How interest rate swaps work (and why they're useful).
If you have a loan with a variable rate, you keep a close eye on interest rates. A change in interest rates effects your borrowing costs and can make it difficult to anticipate what you’ll pay month-to-month. Changes in variable rate indexes can make it difficult to forecast debt service levels. If you would like to secure a fixed cost of debt service but not move to a traditional fixed rate loan, an interest rate swap could be a good fit.
Interest rate swaps are a useful tool for hedging against variable interest rate risk. For both existing and anticipated loans, an interest rate swap has several strategic benefits. To make smart use of an interest rate swap, it helps to understand how a swap works. Here’s what you need to know:
How an interest rate swap works.
Ultimately, an interest rate swap turns the interest on a variable rate loan into a fixed cost based upon an interest rate benchmark such as LIBOR (London Inter Bank Offered Rate), or the Secured Overnight Financing Rate (SOFR).* It does so through an exchange of interest payments between the borrower and the lender. (The parties do not exchange a principal amount.)
With an interest rate swap, the borrower still pays the variable rate interest payment on the loan each month. For many loans, this is determined according to the applicable benchmark (LIBOR or SOFR, plus a spread adjustment) plus a credit spread. Then, the borrower makes an additional payment to the lender based on the swap rate. The swap rate is determined when the swap is set up with the lender and is unchanging from month to month. Finally, the lender rebates the variable rate amount (calculated as the portion of the rate attributable to the applicable benchmark), so that ultimately the borrower pays a fixed rate.
Ways to leverage a swap.
An interest rate swap is excellent for protecting against an expectation of higher interest rates. And, due to the nature of interest rate swaps, there are many additional advantages to be aware of and leverage. Here are a few:
- Manage cash flow.
Once you secure the swap rate, you’ll know exactly how much you’ll be paying each month. Let that certainty be the foundation for smart, strategic plans.

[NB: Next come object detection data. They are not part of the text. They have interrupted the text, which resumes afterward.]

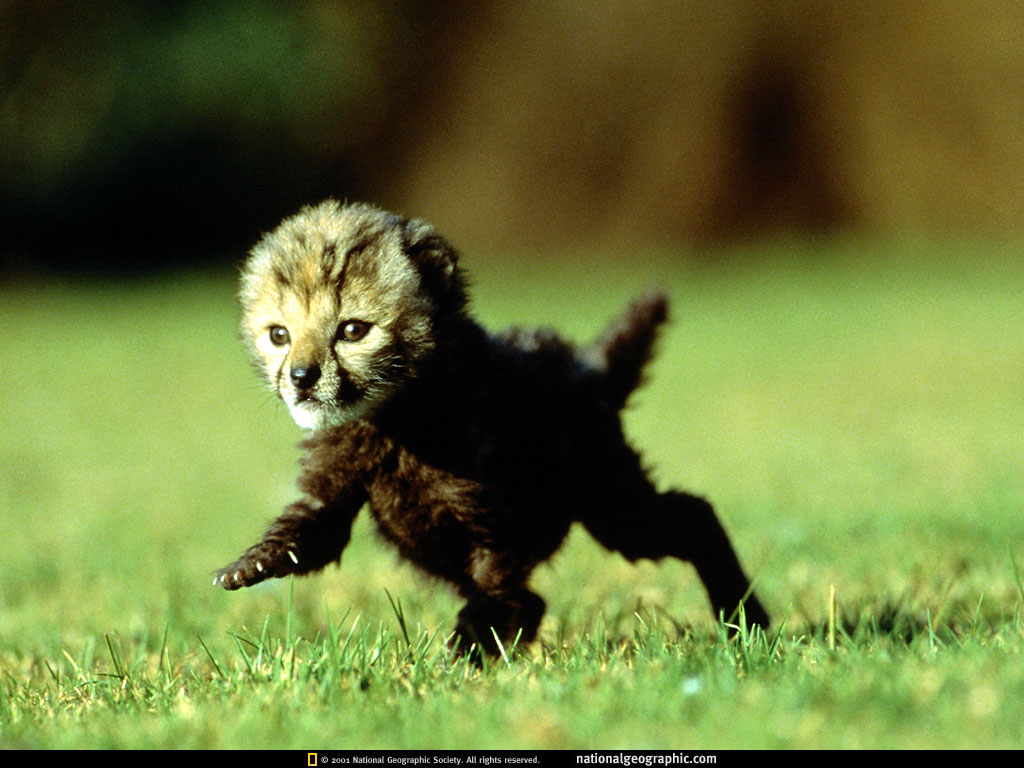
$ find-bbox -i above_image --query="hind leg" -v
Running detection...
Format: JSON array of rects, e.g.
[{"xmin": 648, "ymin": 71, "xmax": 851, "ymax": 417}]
[
  {"xmin": 452, "ymin": 549, "xmax": 545, "ymax": 655},
  {"xmin": 583, "ymin": 487, "xmax": 771, "ymax": 627}
]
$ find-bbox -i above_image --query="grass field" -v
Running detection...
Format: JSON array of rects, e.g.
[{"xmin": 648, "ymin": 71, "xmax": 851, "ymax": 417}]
[{"xmin": 0, "ymin": 242, "xmax": 1024, "ymax": 750}]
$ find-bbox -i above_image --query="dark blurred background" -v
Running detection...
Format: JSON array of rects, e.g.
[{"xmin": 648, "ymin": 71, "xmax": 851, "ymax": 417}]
[{"xmin": 0, "ymin": 0, "xmax": 1024, "ymax": 273}]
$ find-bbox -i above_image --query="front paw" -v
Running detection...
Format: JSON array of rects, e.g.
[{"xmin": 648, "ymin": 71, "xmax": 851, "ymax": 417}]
[{"xmin": 213, "ymin": 545, "xmax": 299, "ymax": 590}]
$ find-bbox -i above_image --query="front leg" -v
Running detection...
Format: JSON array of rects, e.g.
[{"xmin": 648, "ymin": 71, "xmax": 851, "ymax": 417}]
[{"xmin": 213, "ymin": 496, "xmax": 364, "ymax": 590}]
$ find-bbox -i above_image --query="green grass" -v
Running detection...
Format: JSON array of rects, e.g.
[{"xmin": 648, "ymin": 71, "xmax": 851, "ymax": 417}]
[{"xmin": 0, "ymin": 242, "xmax": 1024, "ymax": 750}]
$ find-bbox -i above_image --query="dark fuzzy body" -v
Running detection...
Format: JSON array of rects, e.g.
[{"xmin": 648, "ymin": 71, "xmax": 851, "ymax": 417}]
[{"xmin": 217, "ymin": 202, "xmax": 769, "ymax": 653}]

- Access flexible prepayment penalties.
In a fixed rate loan, you may pay a prepayment penalty if at some point you sell the financed property or your business and pay off your remaining outstanding loan balance. A variable rate loan does not have a prepayment penalty, but if you enter an interest rate swap and pay off your loan early, you would need to settle the swap contract at market value at that time. Because the contract is canceled at market value, you could either be in a liability position and owe something to the bank, or you could be in an asset position and receive a payment from the bank upon termination.
- Secure a future rate.
A traditional fixed rate loan can guarantee a rate in the short-term. When you complete a swap on a floating rate loan, it’s possible to lock in a fixed rate that will start on a date in the future. You may be able to secure a rate that would start months – or even years – later.
- Complete a swap on a portion of the loan.
A swap doesn’t have to be completed on the entirety of your loan. You can obtain an interest rate swap to secure a set rate on a portion of the loan, so that you still have a floating rate for the rest. This affords more flexible and creative options for your portfolio.
Things to consider.
While providing great solutions for managing borrowing costs, swaps have a few more moving parts than your traditional fixed rate loan structures. Here are a few considerations to discuss with your lender:
With your swap contact and the help of your lender, you must complete standard swap documentation before starting. The agreement doesn’t commit you to completing the swap.
Interest rate swaps with structures to match the terms of the initial loan may qualify for hedge accounting. Consult with your accountants and/or auditors to determine if hedge accounting is appropriate for your situation.
The Wall Street Reform and Consumer Protection Act (the Dodd Frank Act) outlines eligibility and suitability requirements for any parties entering an interest rate swap agreement. Talk to your bank to confirm your eligibility.
An interest rate swap may seem intimidating at first, but once the mechanics are worked out it’s as simple as paying a fixed amount each month. If you’re interested in an interest rate swap, ask your relationship manager to put you in contact with one of our swap products specialists. It’s important to involve your relationship manager in any interest rate swap conversations, as they are most familiar with your credit portfolio. And, of course, an interest rate swap is a credit product subject to credit approval.
*Note: LIBOR is set to be replaced on December 31, 2021. The index and the process are still fully undetermined but it is expected to be a smooth transition that will not have a material impact to any existing interest rate swap contracts already in effect.